Merasakan sesuatu yang lembut menyentuh pipinya, Haechan melenguh. Perlahan membuka mata, mengerjap kearah Mara. Kedua mata mereka saling bertemu. Haechan tiba-tiba saja mengerucutkan bibir kesal pada Mara.
"Huh! Kenapa kau disini," gerutunya terduduk dengan wajah sebal.
Mara kembali mengulurkan tangan pada dahi Haechan. Namun tangannya langsung ditangkap oleh lelaki tan itu. "Ini buruk," kata Haechan melihat telapak tangan Mara yang kasar. "Tanganmu sangat kasar untuk seorang Pangeran."
Pangeran Begraven itu dibuat bingung. Saat ini tangannya sedang dipegang lembut oleh orang yang selalu memaki dirinya. Haechan bahkan sekarang sedang membandingkan kedua tangan mereka. Menyatukan kedua telapak tangan itu untuk melihat perbedaan ukurannya.
"Kau.. tidak benci?" Mara menatap Haechan serius.
Lagi-lagi Haechan mengerucutkan bibirnya lucu. "Siapa yang membencimu. Aku iri!" katanya. Ada nada kesal didalam ucapannya. Dia kembali bergumam, "Aku menciptakan karaktermu untuk tidak berakhir sempurna seperti ini. Aku tidak suka sesuatu yang sempurna. Bagaimana bisa kau berakhir sempurna seperti ini. Aku pasti gila saat menulis dirimu."
Untuk kali pertama, Mara mengerutkan kening. "Menulis?"
Haechan mengangguk berkali-kali. "Lihat dirimu," ujarnya menunjuk diri Mara. "Kau sempurna. Bahkan wajahmu..." Atensinya teralih pada bibir merekah milik Mara. Manik mata Mara yang menatap dirinya. Dan ceruk leher Mara yang terbuka.
Tubuh Haechan perlahan maju dengan tangan yang perlahan terulur, mengusap lembut wajah Mara yang dia akui sangat tampan itu. Dielusnya rahang Mara hingga ibu jarinya berhenti tepat didepan bibir Mara yang menyala. "Ah... Bahkan bibirmu ini sempurna. Lembut dan semerah darah. Sangat cantik. Sangat menggoda. Kira-kira seperti apa rasanya?"
Mata Mara melebar cepat, kala sesuatu yang lembut menyentuh bibirnya. Haechan mencium dirinya tiba-tiba. Menempelkan kedua bibir mereka dengan Haechan yang menghisap lembut bibir Mara. Ratusan bunyi 'ping' kembali terdengar ditelinga Haechan. Tapi dirinya abai, dengan masih mencium Mara.
"Hmmpp," Lelaki tan itu kembali melenguh. Menghisap bibir bawah Mara kemudian menarik diri. Matanya yang sayu menatap dalam mata Mara. "Manis."
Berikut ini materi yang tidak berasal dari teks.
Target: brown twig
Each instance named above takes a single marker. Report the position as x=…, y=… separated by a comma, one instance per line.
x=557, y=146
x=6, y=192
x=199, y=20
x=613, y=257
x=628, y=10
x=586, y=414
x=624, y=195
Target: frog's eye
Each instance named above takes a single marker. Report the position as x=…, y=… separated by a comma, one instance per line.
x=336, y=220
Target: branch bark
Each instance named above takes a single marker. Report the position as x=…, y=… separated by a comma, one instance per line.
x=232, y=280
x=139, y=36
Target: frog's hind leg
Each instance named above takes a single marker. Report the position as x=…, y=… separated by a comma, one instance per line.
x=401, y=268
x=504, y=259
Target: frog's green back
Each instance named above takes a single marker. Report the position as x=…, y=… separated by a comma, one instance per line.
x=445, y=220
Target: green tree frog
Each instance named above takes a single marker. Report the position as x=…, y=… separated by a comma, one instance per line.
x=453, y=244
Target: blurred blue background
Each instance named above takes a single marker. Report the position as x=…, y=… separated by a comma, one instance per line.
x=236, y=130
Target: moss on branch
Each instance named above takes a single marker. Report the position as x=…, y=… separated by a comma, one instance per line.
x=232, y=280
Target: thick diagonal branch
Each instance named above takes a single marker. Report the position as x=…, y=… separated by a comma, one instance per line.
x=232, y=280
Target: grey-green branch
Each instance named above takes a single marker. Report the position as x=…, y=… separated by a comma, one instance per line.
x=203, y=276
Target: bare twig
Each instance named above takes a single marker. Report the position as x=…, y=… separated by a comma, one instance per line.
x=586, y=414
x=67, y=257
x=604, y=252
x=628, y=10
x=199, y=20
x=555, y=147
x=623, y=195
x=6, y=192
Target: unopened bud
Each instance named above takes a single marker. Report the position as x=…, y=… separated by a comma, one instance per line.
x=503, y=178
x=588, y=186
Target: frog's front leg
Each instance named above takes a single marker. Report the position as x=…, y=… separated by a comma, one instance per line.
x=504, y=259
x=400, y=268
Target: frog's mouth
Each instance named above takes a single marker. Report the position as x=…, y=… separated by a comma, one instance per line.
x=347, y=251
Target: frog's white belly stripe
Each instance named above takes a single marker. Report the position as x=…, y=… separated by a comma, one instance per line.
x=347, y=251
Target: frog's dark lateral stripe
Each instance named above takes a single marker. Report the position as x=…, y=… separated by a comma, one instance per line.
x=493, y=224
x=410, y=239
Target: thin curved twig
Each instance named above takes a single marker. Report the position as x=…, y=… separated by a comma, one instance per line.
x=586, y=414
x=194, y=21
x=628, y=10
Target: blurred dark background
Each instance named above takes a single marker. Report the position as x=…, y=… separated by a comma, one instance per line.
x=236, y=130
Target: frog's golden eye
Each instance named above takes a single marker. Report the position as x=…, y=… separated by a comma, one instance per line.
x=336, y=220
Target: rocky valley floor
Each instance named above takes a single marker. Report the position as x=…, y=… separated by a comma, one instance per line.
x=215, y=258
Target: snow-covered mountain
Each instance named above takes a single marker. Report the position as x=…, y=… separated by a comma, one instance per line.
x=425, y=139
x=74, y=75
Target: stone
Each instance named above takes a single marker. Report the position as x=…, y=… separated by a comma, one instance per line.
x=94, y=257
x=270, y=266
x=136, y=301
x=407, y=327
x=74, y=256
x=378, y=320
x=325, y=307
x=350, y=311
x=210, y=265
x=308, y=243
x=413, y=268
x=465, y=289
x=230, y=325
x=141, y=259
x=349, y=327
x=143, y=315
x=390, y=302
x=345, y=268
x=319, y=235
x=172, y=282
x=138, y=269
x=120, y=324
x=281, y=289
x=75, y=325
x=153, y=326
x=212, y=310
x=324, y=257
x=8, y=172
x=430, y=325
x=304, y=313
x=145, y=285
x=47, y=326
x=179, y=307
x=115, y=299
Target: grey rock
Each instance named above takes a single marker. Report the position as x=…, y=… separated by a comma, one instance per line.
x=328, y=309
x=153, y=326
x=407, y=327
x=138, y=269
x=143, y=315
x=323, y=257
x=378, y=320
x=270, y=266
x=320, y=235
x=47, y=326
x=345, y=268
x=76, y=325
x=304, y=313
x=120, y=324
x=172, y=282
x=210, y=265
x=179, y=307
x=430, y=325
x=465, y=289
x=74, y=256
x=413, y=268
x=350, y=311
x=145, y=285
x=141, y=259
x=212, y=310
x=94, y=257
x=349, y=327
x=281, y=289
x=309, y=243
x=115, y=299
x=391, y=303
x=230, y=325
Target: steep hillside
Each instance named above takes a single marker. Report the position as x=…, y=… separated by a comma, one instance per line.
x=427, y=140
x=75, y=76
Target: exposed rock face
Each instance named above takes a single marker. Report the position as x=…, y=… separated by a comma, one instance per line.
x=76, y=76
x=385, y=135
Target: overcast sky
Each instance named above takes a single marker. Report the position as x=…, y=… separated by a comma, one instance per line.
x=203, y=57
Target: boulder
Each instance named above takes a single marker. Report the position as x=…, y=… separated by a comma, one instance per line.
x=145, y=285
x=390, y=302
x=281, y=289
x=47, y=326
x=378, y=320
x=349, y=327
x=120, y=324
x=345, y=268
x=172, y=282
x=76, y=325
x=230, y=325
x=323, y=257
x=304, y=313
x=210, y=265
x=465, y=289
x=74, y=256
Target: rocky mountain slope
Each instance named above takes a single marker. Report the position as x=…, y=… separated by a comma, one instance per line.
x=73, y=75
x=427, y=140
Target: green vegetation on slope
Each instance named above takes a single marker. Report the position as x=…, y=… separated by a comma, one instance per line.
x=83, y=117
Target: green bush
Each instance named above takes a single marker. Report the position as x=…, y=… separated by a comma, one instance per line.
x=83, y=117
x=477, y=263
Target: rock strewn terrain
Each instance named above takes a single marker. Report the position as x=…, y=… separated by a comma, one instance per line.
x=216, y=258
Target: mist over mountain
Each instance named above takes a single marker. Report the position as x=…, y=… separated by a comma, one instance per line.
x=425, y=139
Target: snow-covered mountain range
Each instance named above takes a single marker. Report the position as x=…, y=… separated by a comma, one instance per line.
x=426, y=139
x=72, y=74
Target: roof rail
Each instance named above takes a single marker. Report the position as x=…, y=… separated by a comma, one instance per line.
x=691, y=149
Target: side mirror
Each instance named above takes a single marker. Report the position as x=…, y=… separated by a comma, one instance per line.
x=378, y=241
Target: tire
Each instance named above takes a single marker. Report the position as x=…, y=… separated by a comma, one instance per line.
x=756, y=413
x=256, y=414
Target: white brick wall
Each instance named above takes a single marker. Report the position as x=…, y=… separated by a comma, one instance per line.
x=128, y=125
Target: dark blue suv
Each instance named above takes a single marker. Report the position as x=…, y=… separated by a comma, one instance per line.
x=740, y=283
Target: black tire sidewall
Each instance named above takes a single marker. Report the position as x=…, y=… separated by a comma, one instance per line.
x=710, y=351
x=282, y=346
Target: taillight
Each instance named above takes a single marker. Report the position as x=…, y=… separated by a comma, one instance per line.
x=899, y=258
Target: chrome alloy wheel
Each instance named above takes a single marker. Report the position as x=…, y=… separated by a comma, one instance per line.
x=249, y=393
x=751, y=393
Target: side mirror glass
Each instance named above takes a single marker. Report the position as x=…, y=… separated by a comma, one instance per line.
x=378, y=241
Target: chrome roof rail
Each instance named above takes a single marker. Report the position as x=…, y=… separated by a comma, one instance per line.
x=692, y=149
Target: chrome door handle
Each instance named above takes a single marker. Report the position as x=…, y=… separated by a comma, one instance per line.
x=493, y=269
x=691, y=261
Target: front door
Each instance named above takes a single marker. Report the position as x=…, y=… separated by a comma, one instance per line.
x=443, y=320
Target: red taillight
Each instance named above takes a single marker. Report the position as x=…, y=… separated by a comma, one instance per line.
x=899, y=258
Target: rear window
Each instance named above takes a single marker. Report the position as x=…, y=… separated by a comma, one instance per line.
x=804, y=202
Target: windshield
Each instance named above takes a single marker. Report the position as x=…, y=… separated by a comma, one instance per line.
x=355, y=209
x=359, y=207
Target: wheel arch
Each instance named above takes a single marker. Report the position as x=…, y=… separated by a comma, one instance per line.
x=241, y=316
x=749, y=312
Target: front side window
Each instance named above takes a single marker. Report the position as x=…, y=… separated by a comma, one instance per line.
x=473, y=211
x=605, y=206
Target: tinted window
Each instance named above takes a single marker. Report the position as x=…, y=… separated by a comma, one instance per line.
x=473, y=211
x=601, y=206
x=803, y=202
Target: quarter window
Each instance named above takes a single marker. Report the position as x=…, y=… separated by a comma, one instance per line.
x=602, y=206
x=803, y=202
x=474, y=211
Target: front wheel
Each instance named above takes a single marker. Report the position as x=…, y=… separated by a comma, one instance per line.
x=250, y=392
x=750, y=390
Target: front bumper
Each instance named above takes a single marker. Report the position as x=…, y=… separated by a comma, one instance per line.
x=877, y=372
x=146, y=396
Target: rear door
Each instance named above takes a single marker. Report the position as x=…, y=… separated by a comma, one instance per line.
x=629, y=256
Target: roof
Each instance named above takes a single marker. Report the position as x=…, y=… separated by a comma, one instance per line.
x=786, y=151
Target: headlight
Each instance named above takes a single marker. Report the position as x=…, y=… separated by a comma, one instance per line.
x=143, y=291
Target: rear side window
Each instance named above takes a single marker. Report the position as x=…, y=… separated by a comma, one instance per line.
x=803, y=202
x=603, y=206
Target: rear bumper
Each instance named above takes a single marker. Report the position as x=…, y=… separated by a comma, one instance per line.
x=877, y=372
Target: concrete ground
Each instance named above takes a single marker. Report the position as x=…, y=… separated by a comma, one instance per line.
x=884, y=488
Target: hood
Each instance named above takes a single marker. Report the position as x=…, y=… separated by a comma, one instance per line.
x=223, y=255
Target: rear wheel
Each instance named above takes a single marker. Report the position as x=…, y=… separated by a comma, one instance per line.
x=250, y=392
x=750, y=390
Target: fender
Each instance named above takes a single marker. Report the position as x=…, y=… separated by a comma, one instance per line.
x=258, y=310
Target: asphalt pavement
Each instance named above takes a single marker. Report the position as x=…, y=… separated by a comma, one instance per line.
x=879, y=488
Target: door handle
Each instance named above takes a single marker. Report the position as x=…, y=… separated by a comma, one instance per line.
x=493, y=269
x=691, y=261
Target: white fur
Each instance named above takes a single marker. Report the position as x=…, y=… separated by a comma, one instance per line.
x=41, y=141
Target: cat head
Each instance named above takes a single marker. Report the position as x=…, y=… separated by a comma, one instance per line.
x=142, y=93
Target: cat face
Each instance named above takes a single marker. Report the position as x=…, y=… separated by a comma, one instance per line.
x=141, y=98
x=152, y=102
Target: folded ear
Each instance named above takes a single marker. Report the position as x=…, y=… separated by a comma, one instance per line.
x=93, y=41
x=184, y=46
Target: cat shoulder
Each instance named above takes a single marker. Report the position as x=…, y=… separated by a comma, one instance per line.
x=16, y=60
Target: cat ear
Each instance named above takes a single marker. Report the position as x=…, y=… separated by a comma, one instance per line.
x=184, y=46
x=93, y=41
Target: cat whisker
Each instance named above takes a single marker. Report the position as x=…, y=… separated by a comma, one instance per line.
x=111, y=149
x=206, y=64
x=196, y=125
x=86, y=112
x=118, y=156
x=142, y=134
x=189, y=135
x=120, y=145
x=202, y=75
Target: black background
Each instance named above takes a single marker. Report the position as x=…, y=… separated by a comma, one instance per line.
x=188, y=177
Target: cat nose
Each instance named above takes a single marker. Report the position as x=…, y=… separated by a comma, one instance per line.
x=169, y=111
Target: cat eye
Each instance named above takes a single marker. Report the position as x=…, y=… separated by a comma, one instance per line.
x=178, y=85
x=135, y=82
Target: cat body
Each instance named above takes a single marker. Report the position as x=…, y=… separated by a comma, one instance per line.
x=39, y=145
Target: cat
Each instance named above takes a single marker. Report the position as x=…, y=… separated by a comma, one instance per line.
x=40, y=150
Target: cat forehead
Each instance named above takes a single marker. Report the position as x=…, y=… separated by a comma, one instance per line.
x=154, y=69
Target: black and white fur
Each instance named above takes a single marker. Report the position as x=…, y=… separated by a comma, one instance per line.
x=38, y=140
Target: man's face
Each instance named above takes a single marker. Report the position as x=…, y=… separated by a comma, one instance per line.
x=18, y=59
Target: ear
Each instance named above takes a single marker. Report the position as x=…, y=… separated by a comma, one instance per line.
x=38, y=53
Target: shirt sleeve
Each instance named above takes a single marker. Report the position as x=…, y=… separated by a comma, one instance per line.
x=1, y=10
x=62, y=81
Mara terpaku. Haechan kembali mengulurkan tangan, mengelus rahang Mara. Turun ke lehernya dan menggosok leher Mara kecil. Dia mengulum bibir ragu, seolah-olah sedang menimang sesuatu. Pikirannya kalut sekarang. Dia kehilangan kesadaran. Menggigit bagian leher didekat bahu Mara tiba-tiba. Pangeran Begraven itu meringis kecil. Wajah Haechan berada tepat pada lehernya.
KAMU SEDANG MEMBACA
I BECAME THE ANTAGONIST IN MY OWN NOVEL || Lee Haechan
Fanfiction[ Slow Up ] || Fantasy Fiction Haechan Harem Markhyuck Nomin Guanren Summary; Lee Haechan, seorang penulis novel fantasi yang baru-baru ini terkenal dengan judul bukunya '𝐋é 𝐌𝐚𝐫𝐚'. Novel yang menceritakan tentang hubungan seorang Pangeran tamp...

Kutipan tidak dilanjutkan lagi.